Unmittelbar vor Achim blieb er aber stehen, und blickte ihm tief in die Augen.
„Ich möchte, dass du deine Zeitschuld begleichst.“
„Meine Zeitschuld? Was für eine Zeitschuld?“
„Ich habe dir Zeit geschenkt. Du wolltest rechtzeitig in der Schule sein, habe ich recht? Ich habe dafür gesorgt, dass du sogar überpünktlich bist, mein Junge. Du schuldest mir also was.“
„Aber ich habe das doch nie von Ihnen verlangt“, stellte Achim empört fest.
„Doch, natürlich hast du das. Du würdest alles dafür geben, hast du gesagt. Mehrmals. Und zwar genau um ...“, der Uhrzeiger holte eine Taschenuhr aus seinem Jackett, „um sieben Uhr vierzig hast du das gesagt.“
„Das war doch nur so eine Floskel, die man eben so dahinsagt“, beteuerte Achim. Doch sein Gegenüber intonierte nur: „Papperlapapp! Wunsch ist Wunsch. Du wolltest rechtzeitig hier sein, nun bist du es. Jetzt begleiche deine Schuld.“
„Und wie soll ich das tun? Ich habe kein Geld.“
Hohles Kreischen kam in Form eines Lachens zur Antwort. Zumindest vermutete Achim, dass das Wesen ihn verhöhnte.
„Geld ... was nutzt mir Geld?“
„Ja was wollen Sie denn dann?“, schrie Achim.
„Ich möchte die Zeit, die du mir schuldest. Die wird dir von deinem Leben abgezogen. So einfach geht die Rechnung, mein Lieber.“
„Aha. Und wie viel wäre das?“
„Nun, lass mich mal rechnen, ähm ...“ Das Wesen rechnete mit seinen Fingern, die allesamt auch aussahen, als handele es sich dabei um die Zeiger einer Uhr.

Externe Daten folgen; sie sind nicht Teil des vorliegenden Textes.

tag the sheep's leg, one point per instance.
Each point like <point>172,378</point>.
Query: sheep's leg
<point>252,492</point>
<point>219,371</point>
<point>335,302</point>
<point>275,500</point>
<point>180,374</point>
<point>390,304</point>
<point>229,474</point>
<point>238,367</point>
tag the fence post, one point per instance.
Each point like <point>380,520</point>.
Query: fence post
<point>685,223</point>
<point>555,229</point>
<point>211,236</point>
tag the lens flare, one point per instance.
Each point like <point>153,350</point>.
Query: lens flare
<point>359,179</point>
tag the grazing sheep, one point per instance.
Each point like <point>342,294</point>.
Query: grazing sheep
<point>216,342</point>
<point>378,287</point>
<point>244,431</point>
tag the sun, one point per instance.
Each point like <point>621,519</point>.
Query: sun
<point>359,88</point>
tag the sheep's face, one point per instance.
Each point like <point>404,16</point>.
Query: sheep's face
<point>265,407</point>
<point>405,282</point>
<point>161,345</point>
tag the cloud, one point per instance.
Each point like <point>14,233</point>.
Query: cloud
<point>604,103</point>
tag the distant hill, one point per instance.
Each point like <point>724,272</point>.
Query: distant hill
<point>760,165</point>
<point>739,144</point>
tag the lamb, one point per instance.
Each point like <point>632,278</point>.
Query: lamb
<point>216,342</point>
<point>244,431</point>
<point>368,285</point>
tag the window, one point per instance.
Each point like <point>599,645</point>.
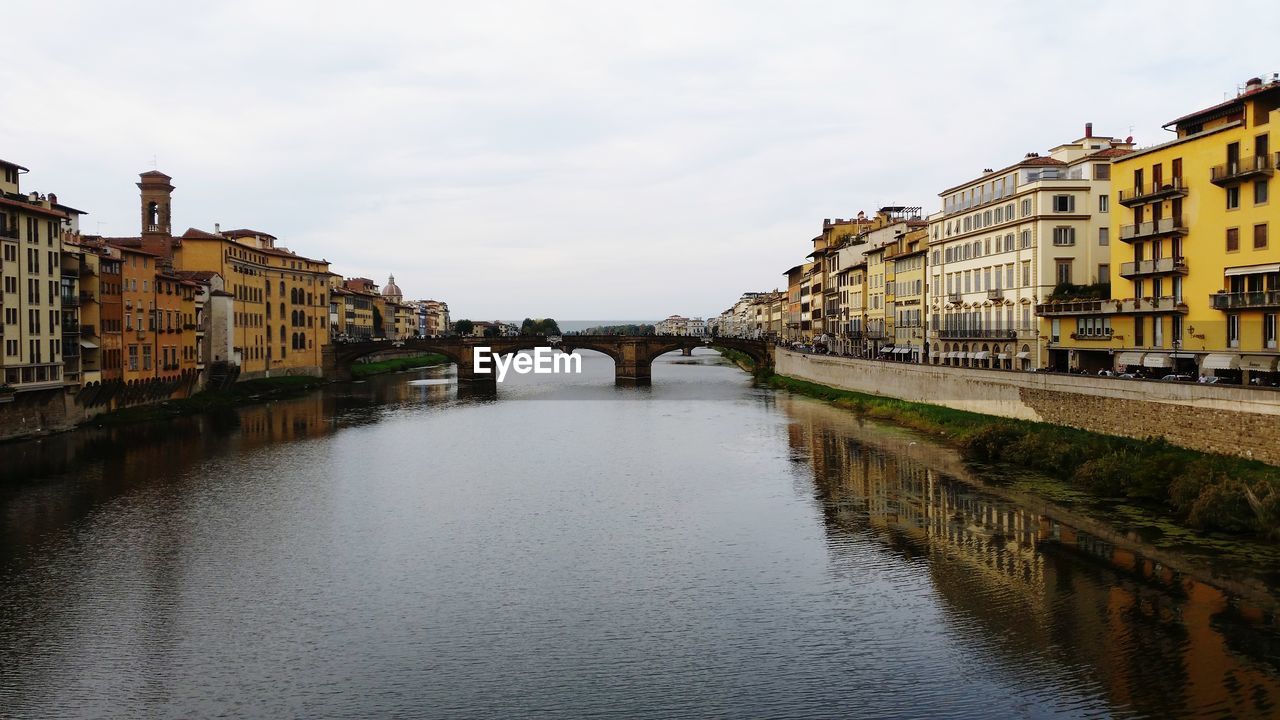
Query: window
<point>1063,270</point>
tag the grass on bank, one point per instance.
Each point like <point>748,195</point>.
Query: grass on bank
<point>1202,491</point>
<point>361,370</point>
<point>740,359</point>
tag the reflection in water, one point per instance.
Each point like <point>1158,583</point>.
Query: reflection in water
<point>1160,643</point>
<point>566,547</point>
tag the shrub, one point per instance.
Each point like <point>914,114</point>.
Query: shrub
<point>1224,506</point>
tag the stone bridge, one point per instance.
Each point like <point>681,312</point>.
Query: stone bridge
<point>632,355</point>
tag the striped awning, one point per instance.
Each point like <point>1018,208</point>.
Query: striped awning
<point>1260,363</point>
<point>1124,359</point>
<point>1221,361</point>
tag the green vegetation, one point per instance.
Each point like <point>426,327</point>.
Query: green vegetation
<point>543,326</point>
<point>1068,291</point>
<point>740,359</point>
<point>241,393</point>
<point>632,329</point>
<point>366,369</point>
<point>1206,492</point>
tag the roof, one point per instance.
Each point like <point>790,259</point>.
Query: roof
<point>1223,108</point>
<point>31,208</point>
<point>1110,153</point>
<point>1033,162</point>
<point>246,232</point>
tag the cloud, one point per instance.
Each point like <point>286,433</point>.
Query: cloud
<point>579,159</point>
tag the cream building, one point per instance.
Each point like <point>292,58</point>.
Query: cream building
<point>1004,241</point>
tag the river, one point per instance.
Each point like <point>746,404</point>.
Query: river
<point>565,547</point>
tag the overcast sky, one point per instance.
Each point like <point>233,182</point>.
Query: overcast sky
<point>581,160</point>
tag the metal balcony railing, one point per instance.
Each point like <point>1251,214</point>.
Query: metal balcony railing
<point>1244,300</point>
<point>1152,228</point>
<point>1164,190</point>
<point>1242,169</point>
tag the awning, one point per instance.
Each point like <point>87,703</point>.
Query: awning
<point>1260,363</point>
<point>1220,361</point>
<point>1156,360</point>
<point>1253,269</point>
<point>1125,359</point>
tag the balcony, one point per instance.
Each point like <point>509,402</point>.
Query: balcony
<point>1242,169</point>
<point>1152,228</point>
<point>1128,306</point>
<point>1174,187</point>
<point>976,333</point>
<point>1157,267</point>
<point>1262,300</point>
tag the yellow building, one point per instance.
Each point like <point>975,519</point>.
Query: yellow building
<point>1196,278</point>
<point>31,242</point>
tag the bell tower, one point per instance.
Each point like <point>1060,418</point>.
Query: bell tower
<point>156,197</point>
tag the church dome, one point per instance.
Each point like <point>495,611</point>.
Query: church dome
<point>391,288</point>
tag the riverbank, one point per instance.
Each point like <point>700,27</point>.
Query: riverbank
<point>361,370</point>
<point>246,392</point>
<point>1184,488</point>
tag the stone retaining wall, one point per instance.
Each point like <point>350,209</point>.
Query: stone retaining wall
<point>1228,419</point>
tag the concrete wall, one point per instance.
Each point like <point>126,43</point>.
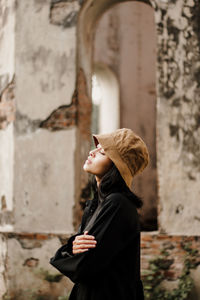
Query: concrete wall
<point>123,35</point>
<point>43,145</point>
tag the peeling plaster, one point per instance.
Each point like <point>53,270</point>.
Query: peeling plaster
<point>24,125</point>
<point>64,13</point>
<point>63,117</point>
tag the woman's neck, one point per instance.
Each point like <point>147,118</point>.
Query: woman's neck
<point>98,180</point>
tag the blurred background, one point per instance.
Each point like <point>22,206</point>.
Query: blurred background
<point>70,68</point>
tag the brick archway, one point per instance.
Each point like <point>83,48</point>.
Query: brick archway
<point>89,15</point>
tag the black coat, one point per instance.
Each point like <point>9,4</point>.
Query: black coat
<point>110,271</point>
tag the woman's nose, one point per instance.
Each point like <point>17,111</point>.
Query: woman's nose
<point>92,153</point>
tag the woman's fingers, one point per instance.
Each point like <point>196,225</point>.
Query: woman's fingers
<point>83,246</point>
<point>84,237</point>
<point>83,243</point>
<point>79,251</point>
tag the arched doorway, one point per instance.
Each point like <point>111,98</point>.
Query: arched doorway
<point>90,15</point>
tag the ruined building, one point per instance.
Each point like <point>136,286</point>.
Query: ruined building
<point>145,58</point>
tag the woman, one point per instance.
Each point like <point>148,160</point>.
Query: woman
<point>103,258</point>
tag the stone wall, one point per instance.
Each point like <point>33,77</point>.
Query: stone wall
<point>45,109</point>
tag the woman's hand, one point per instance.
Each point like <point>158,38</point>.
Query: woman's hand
<point>83,242</point>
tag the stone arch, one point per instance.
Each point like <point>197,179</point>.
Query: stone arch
<point>109,99</point>
<point>90,13</point>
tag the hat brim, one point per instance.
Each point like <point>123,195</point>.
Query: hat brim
<point>95,140</point>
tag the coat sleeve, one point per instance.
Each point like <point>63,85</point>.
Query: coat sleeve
<point>115,227</point>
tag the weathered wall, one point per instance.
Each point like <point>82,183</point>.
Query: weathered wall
<point>178,111</point>
<point>122,36</point>
<point>7,48</point>
<point>39,186</point>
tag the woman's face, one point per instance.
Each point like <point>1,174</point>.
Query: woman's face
<point>98,163</point>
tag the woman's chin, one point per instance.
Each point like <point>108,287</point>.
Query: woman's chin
<point>86,168</point>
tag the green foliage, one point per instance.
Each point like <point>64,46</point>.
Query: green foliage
<point>48,276</point>
<point>154,276</point>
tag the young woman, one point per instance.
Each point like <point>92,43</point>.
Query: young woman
<point>103,258</point>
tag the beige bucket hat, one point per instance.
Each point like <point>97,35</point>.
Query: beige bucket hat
<point>127,150</point>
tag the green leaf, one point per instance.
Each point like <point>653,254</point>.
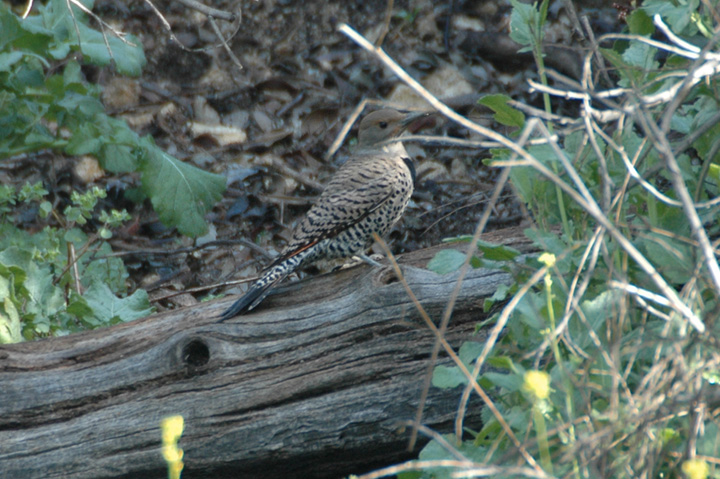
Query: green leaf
<point>10,331</point>
<point>522,17</point>
<point>108,308</point>
<point>180,193</point>
<point>504,113</point>
<point>446,261</point>
<point>640,23</point>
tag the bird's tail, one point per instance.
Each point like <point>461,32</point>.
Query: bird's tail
<point>277,271</point>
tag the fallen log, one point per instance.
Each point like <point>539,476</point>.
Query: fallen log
<point>315,383</point>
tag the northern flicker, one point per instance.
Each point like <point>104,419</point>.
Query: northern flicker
<point>367,195</point>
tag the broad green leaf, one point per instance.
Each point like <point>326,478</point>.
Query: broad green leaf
<point>180,193</point>
<point>446,261</point>
<point>504,113</point>
<point>108,308</point>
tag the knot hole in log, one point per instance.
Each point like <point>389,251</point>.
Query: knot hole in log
<point>195,353</point>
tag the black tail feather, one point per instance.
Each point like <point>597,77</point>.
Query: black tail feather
<point>251,299</point>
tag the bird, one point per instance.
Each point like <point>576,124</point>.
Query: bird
<point>368,194</point>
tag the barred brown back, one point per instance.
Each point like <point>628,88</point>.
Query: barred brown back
<point>367,195</point>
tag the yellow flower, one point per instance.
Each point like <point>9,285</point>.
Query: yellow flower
<point>172,428</point>
<point>548,259</point>
<point>695,469</point>
<point>537,383</point>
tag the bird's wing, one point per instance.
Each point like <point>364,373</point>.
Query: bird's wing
<point>357,190</point>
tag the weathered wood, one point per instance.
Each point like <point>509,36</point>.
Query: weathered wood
<point>313,384</point>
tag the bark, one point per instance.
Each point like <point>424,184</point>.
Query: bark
<point>316,382</point>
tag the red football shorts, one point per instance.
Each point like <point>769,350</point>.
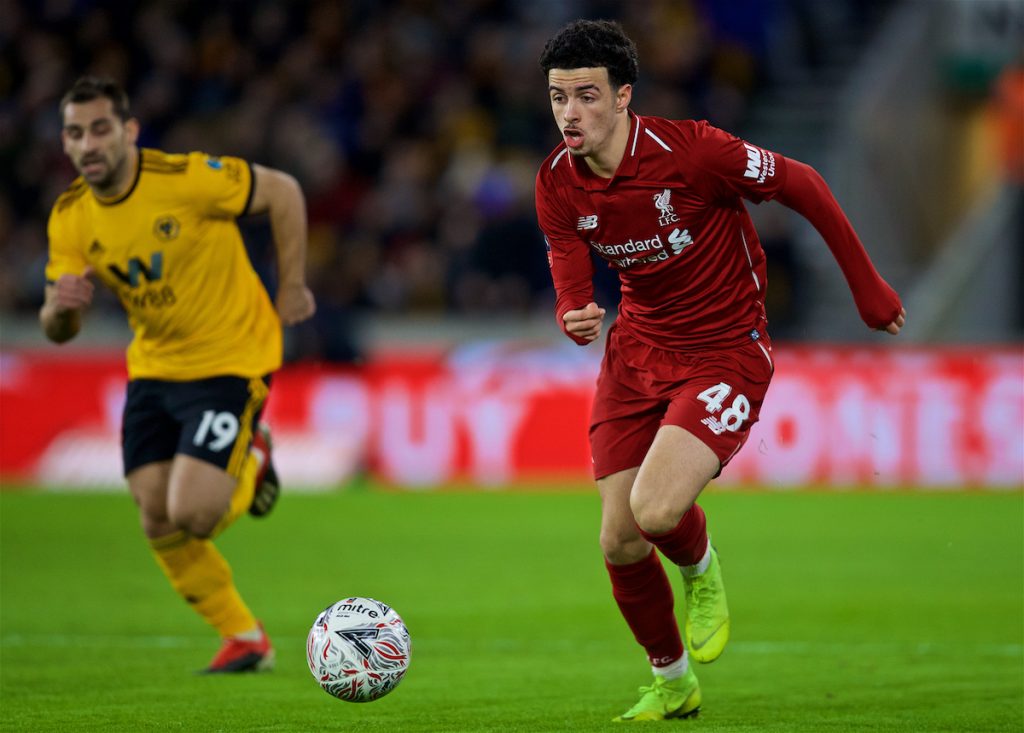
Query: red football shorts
<point>715,395</point>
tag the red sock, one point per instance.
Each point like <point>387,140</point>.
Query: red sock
<point>644,597</point>
<point>687,543</point>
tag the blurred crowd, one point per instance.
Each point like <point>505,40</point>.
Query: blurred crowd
<point>414,126</point>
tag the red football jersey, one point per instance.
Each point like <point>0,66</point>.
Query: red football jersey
<point>672,221</point>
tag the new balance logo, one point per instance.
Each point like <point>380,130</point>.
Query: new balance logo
<point>715,426</point>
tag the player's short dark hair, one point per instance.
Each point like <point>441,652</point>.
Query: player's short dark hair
<point>89,88</point>
<point>585,44</point>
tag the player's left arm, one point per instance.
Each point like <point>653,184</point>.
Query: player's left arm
<point>279,195</point>
<point>805,191</point>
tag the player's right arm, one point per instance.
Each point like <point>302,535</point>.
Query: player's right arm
<point>69,290</point>
<point>571,269</point>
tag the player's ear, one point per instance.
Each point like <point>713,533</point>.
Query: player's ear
<point>131,130</point>
<point>624,96</point>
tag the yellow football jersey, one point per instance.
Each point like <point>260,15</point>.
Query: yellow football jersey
<point>171,250</point>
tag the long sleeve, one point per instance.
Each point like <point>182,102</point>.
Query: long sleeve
<point>806,192</point>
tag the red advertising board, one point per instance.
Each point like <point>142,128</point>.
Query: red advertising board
<point>498,413</point>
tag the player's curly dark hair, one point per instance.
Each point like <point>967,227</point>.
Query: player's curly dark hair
<point>584,44</point>
<point>89,88</point>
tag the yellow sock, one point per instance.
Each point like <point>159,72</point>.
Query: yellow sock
<point>245,487</point>
<point>201,575</point>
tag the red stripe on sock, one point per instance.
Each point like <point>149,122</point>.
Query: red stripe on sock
<point>644,597</point>
<point>686,544</point>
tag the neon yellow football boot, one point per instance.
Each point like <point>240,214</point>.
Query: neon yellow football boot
<point>665,699</point>
<point>707,628</point>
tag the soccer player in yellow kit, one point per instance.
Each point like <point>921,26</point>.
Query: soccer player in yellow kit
<point>160,230</point>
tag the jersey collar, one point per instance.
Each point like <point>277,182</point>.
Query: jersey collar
<point>628,167</point>
<point>134,182</point>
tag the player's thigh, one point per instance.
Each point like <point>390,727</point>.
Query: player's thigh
<point>217,418</point>
<point>720,399</point>
<point>147,485</point>
<point>199,493</point>
<point>622,543</point>
<point>676,469</point>
<point>148,431</point>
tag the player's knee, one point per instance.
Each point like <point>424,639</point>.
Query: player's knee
<point>623,548</point>
<point>654,517</point>
<point>195,520</point>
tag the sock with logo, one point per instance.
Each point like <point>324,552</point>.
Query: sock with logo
<point>201,575</point>
<point>673,671</point>
<point>644,597</point>
<point>687,543</point>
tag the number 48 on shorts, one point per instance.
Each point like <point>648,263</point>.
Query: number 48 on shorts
<point>732,418</point>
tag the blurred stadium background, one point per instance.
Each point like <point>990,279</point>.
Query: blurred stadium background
<point>416,127</point>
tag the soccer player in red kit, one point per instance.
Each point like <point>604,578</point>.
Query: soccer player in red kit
<point>688,360</point>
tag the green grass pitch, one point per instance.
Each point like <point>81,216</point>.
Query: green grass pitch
<point>863,611</point>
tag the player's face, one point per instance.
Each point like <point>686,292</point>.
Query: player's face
<point>587,110</point>
<point>97,142</point>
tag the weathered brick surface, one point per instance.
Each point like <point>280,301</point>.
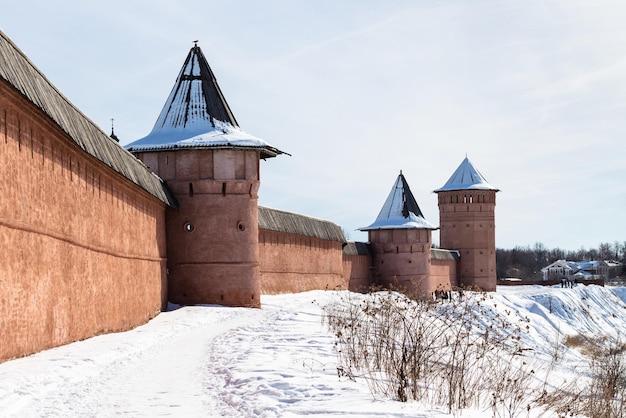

„Ich komme auf exakt sieben Jahre, acht Monate, zwei Wochen, vier Tage, zwölf Stunden, drei Minuten, siebenundzwanzig Sekunden und neunzehn Hundertstel.“
„Könnten Sie mir das bitte mal vorrechnen? Ich kann das nicht wirklich nachvollziehen.“
„Da gibt es nichts vorzurechnen. Die Sache ist die, dass jede Sekunde ihre Zinsen mit sich zieht. Zeit geschenkt zu bekommen ist heutzutage teuer. Jeder rennt der Zeit hinterher, und wenn man dann mal die Initiative ergreift, dann wundern sich die Leute immer, was das kostet.“
„Aber, woher soll ich denn wissen, wie lange ich lebe? So eine Entscheidung ist nicht gerade leicht.“
„Wer redet hier denn von einer Entscheidung? Du hast eine Zeitschuld bei mir. Schon vergessen? Also, gibt schon her!“
Ehe sich Achim recht versah, hatte der Uhrzeiger seine Finger auf ihn gelegt. Achim versuchte krampfhaft, das Wesen von sich abzuschütteln, doch irgendwie hatte es sich an ihm festgesaugt.
„Wehr dich nicht“, sagte es, „es hat ohnehin keinen Zweck. Deine Zeit steht mir zu, ob du willst oder nicht.“
Dennoch versuchte er sich zu wehren.
Achim und Monsieur Heure d´école kämpften um jede Sekunde. Achim konnte spüren, wie diese aus dem ihm verbleibenden Leben herausgerissen wurden. Alles wehren half nichts. Das Wesen nahm sich einfach, was ihm gehörte, und machte kurzen Prozess mit dem Schüler. Die Zeiger trieben in seinen Leib, stießen vor und zurück, und wanderten über Stunden und Tage hinweg – so schien es Achim – in seinem geöffneten Leib umher. Ein Ziehen zeugte davon, das wieder eine Sekunde seines Lebens verronnen war, und ein Stechen quittierte die Minuten. Die Stunden nahm Achim als heftiges Rütteln wahr, und die Tage als stampfen im Inneren seiner Eingeweide. Die Wochen seines Lebens verstrichen binnen weniger Herzschläge, und als die Lebensjahre an ihm vorbeizogen, wusste er, dass er nicht alt geworden wäre.
Aufgeweicht und fortgespült, vom Regen reingewaschen, von der Kälte zerfressen und vom mächtigen Gegenwind hinfortgeweht ... das war Achims Schicksal, dem er nicht entfliehen konnte. Monsieur Heure d’école erfreute sich an all seinen Herzschlägen. Und als sein letzter Schlag erklang, wusste Achim, dass er bereits vergangen war.
Danach begann die Armbanduhr auf dem Handrücken des Leichnams wieder gleichmäßig zu laufen.
Sogar die Richtung stimmte.
Die Zeit kam gut voran. Trotz des Gegenwindes.